- 5.02.2014 00:00
AŞAĞIDA değineceğim tek ve önemli istisnayı hariç tutalım.
Bunun dışında fanatik ve fanatizm kelimeleri hiçbir zaman olumlu anlam taşımadı.
Çünkü başta Voltaire, esas olarak aydınlanma düşünürlerinin lügate soktuğu her iki sözcük de Latincede mabet anlamına gelen fanum kökeninden türemiştir.
Oysa bu mabet öyle lalettayin bir yer değildir. Savaş tanrıçası Bellone’ye ait olanıdır.
O melun Bellone ki ölüm, kan, hırs, intikam gibi en ilkel dürtülerle özdeşleşir.
Artı, ibadethanede bekçi olan müritlerin tanrıçaya meczup ölçüde tapındığı varsayılır.
Dolayısıyla da fanatizm derken körü körüne iman ve gözü kara taraftarlık tanımlanır.
***
YUKARIDAKİ tek istisnanın mucidi ise Hitler’in propaganda bakanı Goebbels’tir.
İlk Nazi yenilgileri başladıktan sonra kelimeleri tedricen olumlu anlamla donatmıştır.
“Führer’e fanatik inancımız”, “Alman fanatizminin yüceliği”, “Yahudilere fanatiknefretimiz” vs. gibi slogan ve belagatlerle lügati ters yüz etmiştir. Muazzam beyin yıkama sayesinde de rejim karşıtları bile farkına varmadan sözcükleri bu doğrultuda kullanır olmuştur.
Ama Allah’tan, savaş biter bitmez Almanlar gibi Almanca da “terbiye edildiğinden” (!) fanatik vefanatizm deyimleri Goethe lisanındaki gerçek manasına tekrar kavuşmuştur.
***
ÖTE yandan, bilhassa son yirmi otuz yıldan beri ve özellikle futbol takımlarının taraftarları için kullanılan fanatik tanımı de az çok aynı anlamı çağrıştırıyor.
Tabii burada Bellone mabedinin müritleri veya gamalı haçın militanları gibi uç noktaları kastetmiyoruz ama yine de makullüğü ve mantıkiliği aşan bir durum hissediyoruz.

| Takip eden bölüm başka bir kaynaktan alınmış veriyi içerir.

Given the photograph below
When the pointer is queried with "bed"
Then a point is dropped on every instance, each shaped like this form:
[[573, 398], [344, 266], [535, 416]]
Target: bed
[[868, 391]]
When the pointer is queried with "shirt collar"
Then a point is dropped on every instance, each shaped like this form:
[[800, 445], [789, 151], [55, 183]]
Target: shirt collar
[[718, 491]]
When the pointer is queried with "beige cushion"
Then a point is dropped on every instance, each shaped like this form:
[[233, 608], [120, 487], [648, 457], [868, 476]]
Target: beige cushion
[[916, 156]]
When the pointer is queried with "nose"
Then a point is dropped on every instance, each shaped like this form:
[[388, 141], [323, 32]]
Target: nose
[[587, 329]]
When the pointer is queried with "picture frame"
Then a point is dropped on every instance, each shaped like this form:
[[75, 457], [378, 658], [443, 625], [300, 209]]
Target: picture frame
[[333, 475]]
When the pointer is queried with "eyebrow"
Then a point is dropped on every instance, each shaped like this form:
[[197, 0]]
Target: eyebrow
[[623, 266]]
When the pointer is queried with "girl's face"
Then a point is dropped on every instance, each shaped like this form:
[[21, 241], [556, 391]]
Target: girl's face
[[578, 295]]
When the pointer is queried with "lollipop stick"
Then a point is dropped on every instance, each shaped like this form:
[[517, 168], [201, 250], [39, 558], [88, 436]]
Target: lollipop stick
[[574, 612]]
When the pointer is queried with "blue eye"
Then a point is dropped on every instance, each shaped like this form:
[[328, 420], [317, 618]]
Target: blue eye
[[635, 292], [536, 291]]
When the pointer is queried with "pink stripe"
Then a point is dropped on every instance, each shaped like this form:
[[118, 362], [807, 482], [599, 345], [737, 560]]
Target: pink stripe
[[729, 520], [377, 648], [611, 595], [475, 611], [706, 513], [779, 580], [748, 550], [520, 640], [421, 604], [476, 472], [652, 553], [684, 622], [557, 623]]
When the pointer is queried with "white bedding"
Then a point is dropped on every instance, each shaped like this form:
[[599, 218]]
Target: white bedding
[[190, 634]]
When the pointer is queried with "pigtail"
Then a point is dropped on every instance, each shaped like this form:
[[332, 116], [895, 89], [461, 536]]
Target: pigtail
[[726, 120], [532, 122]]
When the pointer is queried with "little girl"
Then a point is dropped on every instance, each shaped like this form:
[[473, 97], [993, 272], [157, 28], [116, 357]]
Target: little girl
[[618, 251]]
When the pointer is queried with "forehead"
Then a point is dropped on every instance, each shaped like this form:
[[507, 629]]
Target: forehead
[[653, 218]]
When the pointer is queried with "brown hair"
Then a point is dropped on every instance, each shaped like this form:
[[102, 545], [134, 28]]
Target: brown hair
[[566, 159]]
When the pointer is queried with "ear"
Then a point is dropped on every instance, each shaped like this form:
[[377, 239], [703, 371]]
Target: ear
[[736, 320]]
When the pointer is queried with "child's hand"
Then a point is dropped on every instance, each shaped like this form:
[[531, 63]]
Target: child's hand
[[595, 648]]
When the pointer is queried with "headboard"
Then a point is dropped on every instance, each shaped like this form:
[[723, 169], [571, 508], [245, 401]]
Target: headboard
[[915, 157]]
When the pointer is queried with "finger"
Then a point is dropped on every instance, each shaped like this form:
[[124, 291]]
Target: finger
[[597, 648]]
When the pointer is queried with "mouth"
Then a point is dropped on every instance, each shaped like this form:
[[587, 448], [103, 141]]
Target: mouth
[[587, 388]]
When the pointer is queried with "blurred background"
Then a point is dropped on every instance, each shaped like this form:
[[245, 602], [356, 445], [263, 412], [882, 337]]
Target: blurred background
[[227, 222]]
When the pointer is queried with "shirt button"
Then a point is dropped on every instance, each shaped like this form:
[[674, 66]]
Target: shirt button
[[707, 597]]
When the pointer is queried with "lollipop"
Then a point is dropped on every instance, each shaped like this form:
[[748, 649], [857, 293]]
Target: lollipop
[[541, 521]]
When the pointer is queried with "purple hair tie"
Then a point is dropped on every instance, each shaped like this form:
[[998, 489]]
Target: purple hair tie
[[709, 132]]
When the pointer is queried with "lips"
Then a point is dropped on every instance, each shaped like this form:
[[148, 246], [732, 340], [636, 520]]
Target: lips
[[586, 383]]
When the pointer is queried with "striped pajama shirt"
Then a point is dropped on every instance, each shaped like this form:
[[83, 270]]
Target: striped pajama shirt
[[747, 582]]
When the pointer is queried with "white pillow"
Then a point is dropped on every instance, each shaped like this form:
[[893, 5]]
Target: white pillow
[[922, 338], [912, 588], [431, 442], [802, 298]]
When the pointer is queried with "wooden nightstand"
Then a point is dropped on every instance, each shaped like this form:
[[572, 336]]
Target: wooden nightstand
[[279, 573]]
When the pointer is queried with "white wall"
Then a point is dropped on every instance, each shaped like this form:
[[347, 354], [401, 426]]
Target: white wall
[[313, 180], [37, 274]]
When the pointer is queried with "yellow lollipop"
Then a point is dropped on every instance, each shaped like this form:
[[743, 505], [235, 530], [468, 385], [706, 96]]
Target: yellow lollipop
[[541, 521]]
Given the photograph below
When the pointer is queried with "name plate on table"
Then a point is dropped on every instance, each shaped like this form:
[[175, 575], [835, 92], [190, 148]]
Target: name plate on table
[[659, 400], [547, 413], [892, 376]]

Buna bir de yine aynı kökene uzanan ve kâh bir rock şarkıcısına, kâh bir dizi aktörüne, kâh bir tenis oyuncusuna duyulan hayranlığın fan kelimesiyle adlandırılmasını ekleyebiliriz.
Her hâlükârda şu kesin: Mutlaka ak - kara; mutlaka iman - inkâr; mutlaka yandaş - hasım ikilemleri ekseninde yükselen fanatizm gri tonlara, mütereddit sorgulamalara ve nesnel muhasebelere imkân ve fırsat tanımayan bir düşünce sistematiğiyle bütünleşiyor.

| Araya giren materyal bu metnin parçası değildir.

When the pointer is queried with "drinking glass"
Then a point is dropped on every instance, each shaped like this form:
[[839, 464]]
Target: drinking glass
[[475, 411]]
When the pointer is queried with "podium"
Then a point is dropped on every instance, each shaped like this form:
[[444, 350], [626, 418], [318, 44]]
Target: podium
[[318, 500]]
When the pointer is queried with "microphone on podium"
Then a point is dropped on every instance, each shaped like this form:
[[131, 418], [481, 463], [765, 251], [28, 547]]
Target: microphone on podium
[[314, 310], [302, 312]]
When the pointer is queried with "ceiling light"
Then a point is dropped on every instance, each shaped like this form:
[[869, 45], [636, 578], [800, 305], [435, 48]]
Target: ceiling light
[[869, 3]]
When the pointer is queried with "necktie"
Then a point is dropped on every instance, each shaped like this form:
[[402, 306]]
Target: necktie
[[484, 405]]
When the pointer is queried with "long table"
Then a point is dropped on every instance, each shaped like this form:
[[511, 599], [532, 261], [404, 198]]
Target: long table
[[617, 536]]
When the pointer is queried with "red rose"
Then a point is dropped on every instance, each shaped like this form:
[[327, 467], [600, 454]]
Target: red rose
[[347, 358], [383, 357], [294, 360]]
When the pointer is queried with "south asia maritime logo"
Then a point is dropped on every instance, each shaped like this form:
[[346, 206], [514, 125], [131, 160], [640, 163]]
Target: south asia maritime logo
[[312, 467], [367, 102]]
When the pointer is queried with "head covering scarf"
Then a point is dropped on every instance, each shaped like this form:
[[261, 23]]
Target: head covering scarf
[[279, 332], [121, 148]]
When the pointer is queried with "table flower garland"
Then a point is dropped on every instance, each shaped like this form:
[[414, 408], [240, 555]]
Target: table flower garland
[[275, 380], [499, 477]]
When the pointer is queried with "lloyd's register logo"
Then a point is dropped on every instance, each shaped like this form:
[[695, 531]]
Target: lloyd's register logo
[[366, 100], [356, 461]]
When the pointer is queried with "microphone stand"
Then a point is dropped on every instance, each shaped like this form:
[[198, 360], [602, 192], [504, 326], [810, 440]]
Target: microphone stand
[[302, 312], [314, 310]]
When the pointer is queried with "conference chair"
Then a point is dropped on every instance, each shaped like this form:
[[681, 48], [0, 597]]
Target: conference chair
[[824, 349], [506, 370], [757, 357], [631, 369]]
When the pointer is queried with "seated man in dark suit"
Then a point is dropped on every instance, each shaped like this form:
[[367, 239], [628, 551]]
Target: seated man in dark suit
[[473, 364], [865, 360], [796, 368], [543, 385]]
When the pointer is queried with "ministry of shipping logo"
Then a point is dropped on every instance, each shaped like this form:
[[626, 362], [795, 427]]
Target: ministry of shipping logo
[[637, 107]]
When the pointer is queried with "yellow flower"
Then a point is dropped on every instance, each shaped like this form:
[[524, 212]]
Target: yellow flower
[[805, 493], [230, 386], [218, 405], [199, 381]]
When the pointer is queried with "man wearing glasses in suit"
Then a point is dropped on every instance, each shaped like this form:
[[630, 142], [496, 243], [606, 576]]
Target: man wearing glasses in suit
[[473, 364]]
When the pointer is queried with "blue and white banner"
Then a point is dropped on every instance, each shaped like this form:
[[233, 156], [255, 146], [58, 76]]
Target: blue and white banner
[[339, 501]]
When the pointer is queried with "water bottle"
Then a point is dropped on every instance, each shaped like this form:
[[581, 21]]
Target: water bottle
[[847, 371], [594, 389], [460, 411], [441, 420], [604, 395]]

Ve eyvah ki, toplum olarak bugün buraya belki her zamankinden daha çok yakınız.
***
ÖYLEYİZ ve kökenleri daha eskiye uzanıyor olsa bile yine de esas fanatikleşmenin AKP’nin iktidar süreciyle birlikte başladığını; fitili ateşleyen tarafın ise böyle bir gelişmeyi hazmedemeyecek kadar bağnaz olan eski statüko olduğunu söylersek yanlışa düşmeyiz.
Nitekim değirmeni taşıma suyla döndürülen Cumhuriyet mitinglerinden tutun da “411 el kaosa kalktı” diye atılan manşetlere, fanatik çıkışlar ilkin “karşı cephe”den (!) geldi.

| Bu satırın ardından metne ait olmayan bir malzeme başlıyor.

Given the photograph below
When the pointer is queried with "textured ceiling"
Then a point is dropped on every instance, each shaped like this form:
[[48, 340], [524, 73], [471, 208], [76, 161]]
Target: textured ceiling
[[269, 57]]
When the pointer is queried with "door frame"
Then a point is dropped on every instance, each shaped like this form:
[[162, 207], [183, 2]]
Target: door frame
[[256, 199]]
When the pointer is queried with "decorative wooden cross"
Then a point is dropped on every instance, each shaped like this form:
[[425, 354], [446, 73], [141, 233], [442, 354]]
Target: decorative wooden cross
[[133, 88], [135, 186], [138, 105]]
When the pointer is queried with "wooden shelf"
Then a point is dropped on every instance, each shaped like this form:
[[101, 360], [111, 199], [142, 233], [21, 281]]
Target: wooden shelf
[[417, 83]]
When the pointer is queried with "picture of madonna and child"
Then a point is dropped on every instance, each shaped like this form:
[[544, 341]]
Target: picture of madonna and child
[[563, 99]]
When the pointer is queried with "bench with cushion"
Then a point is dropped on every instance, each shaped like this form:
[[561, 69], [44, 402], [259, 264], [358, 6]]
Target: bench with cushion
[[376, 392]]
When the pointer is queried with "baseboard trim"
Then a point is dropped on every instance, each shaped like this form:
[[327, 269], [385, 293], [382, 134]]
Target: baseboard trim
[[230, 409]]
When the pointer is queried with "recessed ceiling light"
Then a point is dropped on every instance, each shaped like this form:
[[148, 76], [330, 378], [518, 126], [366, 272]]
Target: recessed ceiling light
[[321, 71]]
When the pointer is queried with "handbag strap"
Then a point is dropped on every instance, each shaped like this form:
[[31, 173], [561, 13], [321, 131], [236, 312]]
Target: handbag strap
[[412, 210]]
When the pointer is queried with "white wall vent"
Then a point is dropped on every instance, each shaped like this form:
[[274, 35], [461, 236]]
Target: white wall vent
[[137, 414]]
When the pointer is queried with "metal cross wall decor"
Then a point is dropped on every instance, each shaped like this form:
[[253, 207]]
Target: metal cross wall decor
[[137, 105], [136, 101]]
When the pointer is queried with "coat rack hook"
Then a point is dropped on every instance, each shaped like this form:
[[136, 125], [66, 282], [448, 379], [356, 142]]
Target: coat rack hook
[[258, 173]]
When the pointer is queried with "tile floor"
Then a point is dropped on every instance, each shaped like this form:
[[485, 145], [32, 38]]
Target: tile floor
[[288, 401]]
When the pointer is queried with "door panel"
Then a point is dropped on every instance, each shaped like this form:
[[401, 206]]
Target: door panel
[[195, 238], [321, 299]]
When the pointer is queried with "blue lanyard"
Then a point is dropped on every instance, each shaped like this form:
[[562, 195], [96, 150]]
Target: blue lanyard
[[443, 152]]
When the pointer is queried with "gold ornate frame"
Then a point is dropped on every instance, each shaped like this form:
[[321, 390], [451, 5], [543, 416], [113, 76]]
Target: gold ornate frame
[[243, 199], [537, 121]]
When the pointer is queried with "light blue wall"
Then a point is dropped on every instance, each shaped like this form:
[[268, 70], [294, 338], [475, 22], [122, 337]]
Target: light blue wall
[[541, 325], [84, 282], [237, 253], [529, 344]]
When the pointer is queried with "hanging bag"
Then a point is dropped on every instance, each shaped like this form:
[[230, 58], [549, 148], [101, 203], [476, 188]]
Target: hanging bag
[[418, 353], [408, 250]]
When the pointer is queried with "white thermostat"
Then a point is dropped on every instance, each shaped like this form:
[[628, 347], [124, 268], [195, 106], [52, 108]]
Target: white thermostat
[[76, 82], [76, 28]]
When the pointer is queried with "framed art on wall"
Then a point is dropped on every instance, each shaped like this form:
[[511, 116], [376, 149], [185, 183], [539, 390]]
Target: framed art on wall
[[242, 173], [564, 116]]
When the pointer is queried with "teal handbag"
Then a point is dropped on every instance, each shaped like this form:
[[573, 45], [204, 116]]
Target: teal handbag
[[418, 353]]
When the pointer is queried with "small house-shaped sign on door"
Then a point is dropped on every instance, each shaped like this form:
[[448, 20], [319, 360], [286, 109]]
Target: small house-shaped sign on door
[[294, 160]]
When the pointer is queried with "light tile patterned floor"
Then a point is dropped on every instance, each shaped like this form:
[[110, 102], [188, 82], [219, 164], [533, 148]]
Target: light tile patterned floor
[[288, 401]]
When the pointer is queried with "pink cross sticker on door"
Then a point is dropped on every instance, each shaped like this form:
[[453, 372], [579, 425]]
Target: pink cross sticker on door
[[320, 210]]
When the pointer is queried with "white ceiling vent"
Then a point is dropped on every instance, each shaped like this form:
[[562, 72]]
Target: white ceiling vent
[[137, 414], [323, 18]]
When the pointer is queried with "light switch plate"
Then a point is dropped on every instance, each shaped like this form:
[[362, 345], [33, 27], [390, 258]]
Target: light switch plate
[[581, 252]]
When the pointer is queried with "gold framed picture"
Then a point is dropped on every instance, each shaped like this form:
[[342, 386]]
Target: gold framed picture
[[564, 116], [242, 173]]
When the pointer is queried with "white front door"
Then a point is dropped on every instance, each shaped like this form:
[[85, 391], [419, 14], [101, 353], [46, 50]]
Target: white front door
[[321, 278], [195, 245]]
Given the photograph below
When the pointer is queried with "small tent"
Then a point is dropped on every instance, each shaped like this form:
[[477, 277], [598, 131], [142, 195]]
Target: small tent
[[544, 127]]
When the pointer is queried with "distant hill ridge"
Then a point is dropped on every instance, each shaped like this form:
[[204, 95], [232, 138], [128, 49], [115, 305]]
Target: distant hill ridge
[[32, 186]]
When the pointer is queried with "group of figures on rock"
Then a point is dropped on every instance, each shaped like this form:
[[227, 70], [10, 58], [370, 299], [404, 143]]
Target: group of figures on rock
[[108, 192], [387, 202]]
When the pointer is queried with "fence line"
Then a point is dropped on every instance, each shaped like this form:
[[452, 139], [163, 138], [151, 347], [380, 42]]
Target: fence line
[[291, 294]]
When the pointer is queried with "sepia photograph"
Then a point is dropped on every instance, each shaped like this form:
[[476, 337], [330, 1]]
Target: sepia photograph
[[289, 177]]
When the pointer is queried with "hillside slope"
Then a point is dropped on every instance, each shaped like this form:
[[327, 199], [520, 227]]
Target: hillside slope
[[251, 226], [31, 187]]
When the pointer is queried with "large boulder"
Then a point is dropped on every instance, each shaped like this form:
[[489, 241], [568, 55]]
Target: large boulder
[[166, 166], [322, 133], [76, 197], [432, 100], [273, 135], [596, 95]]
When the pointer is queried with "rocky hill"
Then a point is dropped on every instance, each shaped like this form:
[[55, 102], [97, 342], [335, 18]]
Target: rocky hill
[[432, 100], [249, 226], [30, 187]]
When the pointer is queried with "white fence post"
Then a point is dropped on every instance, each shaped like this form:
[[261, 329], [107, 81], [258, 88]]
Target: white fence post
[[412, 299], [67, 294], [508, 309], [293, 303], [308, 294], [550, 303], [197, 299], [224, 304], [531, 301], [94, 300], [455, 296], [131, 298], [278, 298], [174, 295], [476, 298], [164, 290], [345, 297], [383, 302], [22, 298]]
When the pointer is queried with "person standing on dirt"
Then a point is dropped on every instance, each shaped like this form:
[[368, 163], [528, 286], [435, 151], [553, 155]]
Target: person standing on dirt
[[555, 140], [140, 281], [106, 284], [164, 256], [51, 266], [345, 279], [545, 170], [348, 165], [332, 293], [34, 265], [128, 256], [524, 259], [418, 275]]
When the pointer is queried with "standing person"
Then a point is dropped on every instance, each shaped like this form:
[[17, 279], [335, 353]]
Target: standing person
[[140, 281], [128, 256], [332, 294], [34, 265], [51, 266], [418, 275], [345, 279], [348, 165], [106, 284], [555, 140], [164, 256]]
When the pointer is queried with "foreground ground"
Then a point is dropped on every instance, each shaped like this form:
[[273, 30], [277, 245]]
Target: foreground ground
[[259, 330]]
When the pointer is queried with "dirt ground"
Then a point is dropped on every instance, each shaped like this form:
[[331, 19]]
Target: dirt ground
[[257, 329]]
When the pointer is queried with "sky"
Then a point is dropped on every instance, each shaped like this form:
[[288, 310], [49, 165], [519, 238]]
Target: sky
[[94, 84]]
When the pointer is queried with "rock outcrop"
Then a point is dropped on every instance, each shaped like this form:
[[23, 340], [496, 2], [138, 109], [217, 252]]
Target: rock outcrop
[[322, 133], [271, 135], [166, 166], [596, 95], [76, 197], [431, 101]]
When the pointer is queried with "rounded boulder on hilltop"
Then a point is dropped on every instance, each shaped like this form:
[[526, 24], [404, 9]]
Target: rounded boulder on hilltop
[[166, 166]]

Oysa aynı AKP aynı iktidarın ilk döneminde bu fanatizme başka bir fanatizmle cevap vermemek akılcılığını gösterdi. Dolayısıyla sosyolojik tabanını genişletti ve prestijini artırdı.
Fakat ikinci dönemden itibaren işler tam tersine döndü.
Otoriter ve pederşahi eğilimleri ayyuka çıkan Başbakan “benden olmayan bana karşı demektir” yaklaşımını benimsedi. Dolayısıyla lideri olduğu kurum da hem kendini fanatik kıldı, hem o karşı cephede zaten mevcut fanatizmi daha çok körükledi ve daha çok perçinledi.
Velev ki teorisini yapmasınlar, şimdi aslında her iki taraf da haniyse Joseph Goebbels gibi fanatikve fanatizm terimlerinin anlamını ters yüz ederek onları olumlulukla donatıyor.
***
OYSA gri tonların, mütereddit sorgulamaların, nesnel muhasebelerin reddedildiği ve ak - kara; iman - inkâr; yandaş - hasım dürtülerinin bağnazlaştığı bir süreçten hayır gelmez.
Aklı ve makulü aramayan siyasetler ancak fanatizmi ve fanatikleri hükümran kılar.
Hâlbuki dediğim gibi sözcüğün kökeni ve lügate girişi ölüm, kan, intikam ve hırsla özdeşleşen melun bir savaş tanrıçasına uzanıyor ki, lânet!